Drugie czytanie: Rz 11, 13-15.29-32

Czasowe odrzucenie Izraela nie jest argumentem za antyjudaizmem, czy tym bardziej za antysemityzmem. Poznając dzieje biblijnego Izraela, zawsze „dotykamy” wielkiej tajemnicy „upadku” wybranych, upadku, który jednakże „przyniósł bogactwo światu”. Święty Paweł żywił eschatologiczną nadzieję. Ona stała się pewnością „zebrania” Izraela „w całość”. Będzie to cud, który wydarzy się w czasie znanym jedynie Bogu. „Cały Izrael” na powrót wezwany, zwołany i „zebrany” stanie się znakiem zbawczego działania Boga danym dla całej ludzkości.

Łaski, dobro postanowione przez Boga jest nieodwołalne. Bóg wierny człowiekowi uczy go wierności wobec Siebie. Naprzeciw nieposłuszeństwa człowieka jawi się Boże miłosierdzie. Jego adresatami są wszyscy bez wyjątku ludzie, zarówno ci z Izraela, jak i spoza. Boże miłosierdzie wyzwala człowieka z nieposłuszeństwa woli Bożej. Człowiek nigdy nie jest w stanie beznadziejności, zawsze „otacza” go bowiem Boże miłosierdzie. Wystarczy tylko je wspaniałomyślnie przyjąć.

Ewangelia: Mt 15, 21-28

Ewangelista Mateusz opisuje niezwykłe spotkanie. Pan Jezus, syn Dawida, jako człowiek – Żyd, spotyka kobietę obcą dla Izraelitów – Kananejkę. Obcy, z innego plemienia, traktowani byli przez Żydów z pozycji wyższości. Nie byli oni nigdy uznawani za bliźnich, co miało szereg konsekwencji, w tym z zakresu moralności. Zło uczynione swoim było grzechem. Nie było takim, kiedy skierowane było ku obcym. Jezus piętnował takie podejście swoich do innych.

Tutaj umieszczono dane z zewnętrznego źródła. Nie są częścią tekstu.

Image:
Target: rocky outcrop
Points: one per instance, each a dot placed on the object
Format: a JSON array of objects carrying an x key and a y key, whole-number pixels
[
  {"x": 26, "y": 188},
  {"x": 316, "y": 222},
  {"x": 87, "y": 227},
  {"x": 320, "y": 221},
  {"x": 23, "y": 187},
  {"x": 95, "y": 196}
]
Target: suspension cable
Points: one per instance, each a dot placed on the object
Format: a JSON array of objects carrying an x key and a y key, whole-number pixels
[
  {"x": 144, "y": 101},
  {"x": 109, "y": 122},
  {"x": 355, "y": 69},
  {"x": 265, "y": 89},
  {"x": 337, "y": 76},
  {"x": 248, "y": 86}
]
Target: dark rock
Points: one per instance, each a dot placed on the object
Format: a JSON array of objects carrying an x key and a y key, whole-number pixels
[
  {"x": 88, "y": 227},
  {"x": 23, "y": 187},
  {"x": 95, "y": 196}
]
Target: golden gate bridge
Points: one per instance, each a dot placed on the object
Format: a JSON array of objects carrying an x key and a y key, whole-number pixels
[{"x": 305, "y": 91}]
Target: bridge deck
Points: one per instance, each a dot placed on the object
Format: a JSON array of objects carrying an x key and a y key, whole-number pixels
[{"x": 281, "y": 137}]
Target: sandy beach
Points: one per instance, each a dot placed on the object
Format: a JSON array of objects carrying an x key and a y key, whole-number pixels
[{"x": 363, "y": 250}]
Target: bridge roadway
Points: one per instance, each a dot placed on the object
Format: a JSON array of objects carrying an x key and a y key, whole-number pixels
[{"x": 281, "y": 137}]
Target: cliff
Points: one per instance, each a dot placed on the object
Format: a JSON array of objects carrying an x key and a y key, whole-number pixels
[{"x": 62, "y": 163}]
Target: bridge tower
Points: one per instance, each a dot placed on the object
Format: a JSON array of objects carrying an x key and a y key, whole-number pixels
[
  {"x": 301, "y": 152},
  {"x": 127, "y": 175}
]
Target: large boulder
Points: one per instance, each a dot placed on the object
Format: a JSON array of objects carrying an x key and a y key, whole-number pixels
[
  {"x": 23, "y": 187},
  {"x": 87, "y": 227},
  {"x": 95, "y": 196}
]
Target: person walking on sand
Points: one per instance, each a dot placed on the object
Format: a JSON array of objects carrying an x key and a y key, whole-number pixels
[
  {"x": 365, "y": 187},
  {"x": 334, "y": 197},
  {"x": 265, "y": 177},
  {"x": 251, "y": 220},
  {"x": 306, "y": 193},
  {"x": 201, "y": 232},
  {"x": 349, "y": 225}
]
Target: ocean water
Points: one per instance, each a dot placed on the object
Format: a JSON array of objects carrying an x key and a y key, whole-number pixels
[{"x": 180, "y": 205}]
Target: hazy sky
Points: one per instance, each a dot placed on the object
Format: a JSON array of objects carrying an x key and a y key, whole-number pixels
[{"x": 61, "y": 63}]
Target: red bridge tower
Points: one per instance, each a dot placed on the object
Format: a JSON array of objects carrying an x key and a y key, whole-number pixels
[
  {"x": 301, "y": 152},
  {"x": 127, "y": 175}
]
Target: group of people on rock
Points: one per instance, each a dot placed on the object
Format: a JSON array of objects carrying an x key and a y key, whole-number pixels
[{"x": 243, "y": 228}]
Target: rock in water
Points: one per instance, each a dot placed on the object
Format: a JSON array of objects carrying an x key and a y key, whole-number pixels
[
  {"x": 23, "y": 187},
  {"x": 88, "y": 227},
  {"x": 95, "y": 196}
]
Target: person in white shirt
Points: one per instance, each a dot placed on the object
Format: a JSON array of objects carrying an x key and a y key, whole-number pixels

Spotkanie Pana Jezusa z kobietą lekceważoną przez „wybranych” – Izraelitów, w ogóle odniesienie Jezusa do kobiet czasów religii biblijnego Izraela, było znakiem wiarygodności Jezusa jako Syna Bożego.

Kobieta kananejska przyszła do Jezusa z ogromnym bólem. Cierpienie córki tejże kobiety „dręczonej przez złego ducha” było jej niewypowiedzianą udręką. Ból najbliższych jest bardziej dramatycznym od własnego! Brak odpowiedzi Jezusa na krzyk rozpaczy matki zatroskanej o córkę nie był wyrazem obojętności, czy lekceważenia przez Jezusa. Milczenie Jezusa było najwyraźniejszą, najpełniejszą Jego odpowiedzią na przepastny dramat matki i córki. Uczniowie Jezusa, chociaż mieli własne rodziny, nie zdołali wniknąć i zrozumieć bólu, rozpaczy kobiety kananejskiej. Zamiast słów współczucia, zwykłej empatii pojawiło się wezwanie uczniów Pana, by niewiastę odprawić, czy inaczej mówiąc – przegonić. Jezus w tej chwili kompromitacji swoich uczniów podjął z nią rozmowę. Trudno dziś zrozumieć słowa Jezusa o chlebie odbieranym dzieciom i rzucanym psom oraz o szczeniętach – pieskach spożywających okruszyny spadające ze stołu. Język Jezusa był bardzo obrazowy, symboliczny, odwołujący się do codziennych doświadczeń Jego rozmówców. Obcy ma prawo do chleba i do jego okruszyn. Nikt nie może zabronić Jezusowi udzielać łask, pierwotnie przeznaczonych dla narodu wybranego. Dla Jezusa wszyscy ludzie – swoi i obcy, Żydzi oraz ci, którzy nimi nie są – wybrani zostali przez Boga. Kobieta kananejska udowodniła swoją wielką wiarę w Boga. Jej bezgraniczne zaufanie zaowocowało cudem uzdrowienia jej córki.

 

Poniedziałek, 17.08.2020 r.

Pierwsze czytanie: Ez 24, 15-24

Bóg obdarza człowieka trudnymi doświadczeniami życiowymi. Wydawać by się mogło, szczególnie w czasie kiedy są one udziałem zrozpaczonego, że nie mają w ogóle sensu. W chwilach, kiedy cierpienie miażdży człowieka, niewiele on może zrozumieć. Potrafi milczeć, lub krzyczeć w rozpaczy. W perspektywie Bożej owocem tychże przeżyć może być głębsze poznanie Boga. „Rzeczą” ludzką jest lament, płacz, czy nawet desperacja.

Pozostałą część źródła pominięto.